Mali government: France arms extremist terrorists.
In a letter to the head of the UN Security Council, Mali’s foreign minister said that France has repeatedly violated the country’s airspace and has delivered many weapons to extremist terrorists.
After the Paris government announced the end of the military intervention in Mali, the country’s government revealed France’s illegal actions in Mali in a letter to the United Nations.
The government of Mali announced on Wednesday evening that France has repeatedly violated the country’s airspace and has delivered many weapons to extremist terrorists in the country with the aim of destabilizing it.
In a letter to the head of the UN Security Council, Mali’s Foreign Minister Abdallah Diop wrote that the country’s airspace has been violated more than 50 times this year by the French Air Force using drones, military helicopters and fighter jets. .
According to the Reuters news agency, the letter states: “France used this clear violation of Mali’s airspace to gather information for terrorist groups operating on the coast and deliver weapons and ammunition to them.”
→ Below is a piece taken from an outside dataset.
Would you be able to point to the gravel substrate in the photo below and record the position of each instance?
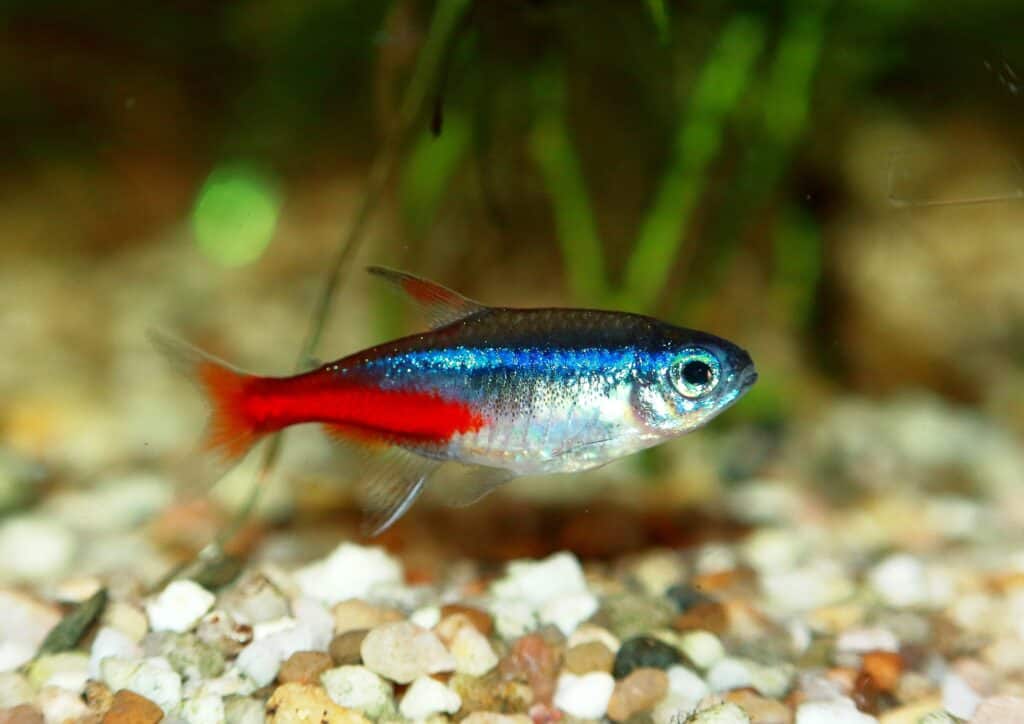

Mali’s foreign minister stated that his country has evidence that shows that France has sent weapons to extremist terrorist groups, while it claims to have withdrawn billions of dollars over a decade to fight these terrorists.
In this letter, Diop also asked the Security Council to intervene in this matter as soon as possible and prevent France from sending more weapons to extremist terrorist groups in Mali.
It was on Wednesday that France announced that following the decision it made in February to withdraw its forces from Mali in response to the deterioration of relations between Paris and Bamako, today the last part of these Mali forces left. (More details)
France and its military allies have said that after almost a decade of intervention in Mali under the pretext of fighting extremist militias in West Africa, they now want to direct their intervention operations from Niger instead of Mali.
Coups in countries such as Mali, Chad and Burkina Faso have weakened France’s alliances in these former colonies, while Reuters wrote that these developments have emboldened militias that control large parts of the desert there and opened the door to Russia’s influence in this area has increased.